Iconografia mariana, a representação de Maria na arte cristã
A iconografia mariana é o conjunto de tipos, temas e convenções visuais que a arte cristã desenvolveu ao longo de vinte séculos para representar a Virgem Maria. O termo “iconografia” (do grego εἰκών, “imagem”, + γραφή, “escrita/descrição”) designa o estudo sistemático dos temas e símbolos de uma tradição pictórica. No caso mariano, a iconografia articula dogma e devoção: cada tipo iconográfico expressa uma verdade teológica, a maternidade divina, a virgindade, a mediação, a glória escatológica de Maria.

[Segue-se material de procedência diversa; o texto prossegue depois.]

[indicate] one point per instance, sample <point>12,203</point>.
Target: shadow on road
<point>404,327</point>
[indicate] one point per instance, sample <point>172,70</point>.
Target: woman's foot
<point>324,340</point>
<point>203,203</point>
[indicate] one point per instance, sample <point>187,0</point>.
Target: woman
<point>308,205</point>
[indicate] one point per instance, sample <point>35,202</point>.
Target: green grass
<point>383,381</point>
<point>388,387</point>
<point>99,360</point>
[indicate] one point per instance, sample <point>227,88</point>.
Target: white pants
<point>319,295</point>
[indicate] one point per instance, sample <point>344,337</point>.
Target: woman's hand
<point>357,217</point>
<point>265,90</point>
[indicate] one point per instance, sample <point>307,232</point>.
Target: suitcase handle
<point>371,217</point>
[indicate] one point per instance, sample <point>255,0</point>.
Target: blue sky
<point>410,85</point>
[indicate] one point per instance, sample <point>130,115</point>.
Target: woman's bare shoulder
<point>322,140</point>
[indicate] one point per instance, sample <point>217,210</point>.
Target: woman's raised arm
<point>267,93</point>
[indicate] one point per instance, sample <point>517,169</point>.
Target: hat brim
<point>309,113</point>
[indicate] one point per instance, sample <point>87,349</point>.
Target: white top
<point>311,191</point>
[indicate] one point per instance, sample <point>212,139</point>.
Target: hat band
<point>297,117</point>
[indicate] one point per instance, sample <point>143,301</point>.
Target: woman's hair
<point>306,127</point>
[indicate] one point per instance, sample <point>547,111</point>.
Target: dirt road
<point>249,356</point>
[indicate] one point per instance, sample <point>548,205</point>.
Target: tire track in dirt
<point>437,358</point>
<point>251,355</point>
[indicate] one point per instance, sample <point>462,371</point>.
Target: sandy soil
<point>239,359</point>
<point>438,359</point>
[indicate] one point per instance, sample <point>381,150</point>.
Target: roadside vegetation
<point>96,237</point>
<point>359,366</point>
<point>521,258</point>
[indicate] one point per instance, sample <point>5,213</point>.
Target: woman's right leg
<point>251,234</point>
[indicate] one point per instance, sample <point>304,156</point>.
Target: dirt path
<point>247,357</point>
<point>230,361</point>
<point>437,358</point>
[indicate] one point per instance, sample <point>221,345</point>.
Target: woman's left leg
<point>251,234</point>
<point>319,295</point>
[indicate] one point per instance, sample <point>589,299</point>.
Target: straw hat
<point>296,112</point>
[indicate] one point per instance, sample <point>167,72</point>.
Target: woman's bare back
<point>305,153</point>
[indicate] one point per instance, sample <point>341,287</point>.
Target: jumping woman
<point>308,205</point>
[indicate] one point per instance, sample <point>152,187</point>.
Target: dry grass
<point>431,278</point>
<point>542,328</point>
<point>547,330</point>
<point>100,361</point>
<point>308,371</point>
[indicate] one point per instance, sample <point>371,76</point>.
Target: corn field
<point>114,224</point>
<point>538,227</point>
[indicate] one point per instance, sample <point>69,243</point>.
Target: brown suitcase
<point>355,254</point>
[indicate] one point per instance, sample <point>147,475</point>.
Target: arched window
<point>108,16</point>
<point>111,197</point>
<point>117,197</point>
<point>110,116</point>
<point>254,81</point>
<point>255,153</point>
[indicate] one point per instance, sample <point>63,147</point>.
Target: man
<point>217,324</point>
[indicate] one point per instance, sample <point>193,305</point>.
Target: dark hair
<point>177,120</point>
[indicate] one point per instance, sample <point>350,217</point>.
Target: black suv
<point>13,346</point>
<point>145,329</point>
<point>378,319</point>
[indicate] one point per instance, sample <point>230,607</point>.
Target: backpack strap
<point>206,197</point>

A mais antiga representação conhecida de Maria encontra-se nas Catacumbas de Priscila, em Roma, datada do séc. II-III. O fresco da Capella Greca mostra uma mulher com criança ao colo e uma figura que aponta para uma estrela, interpretada como a Anunciação ou como Maria com o Menino Jesus. A representação de Maria em busto, sedenta com o Filho, corresponde ao tipo que a tradição grega chamará de Theotókos ou Hodegetria. Estas imagens primitivas são catequéticas: representam dogmas antes de serem definidos formalmente.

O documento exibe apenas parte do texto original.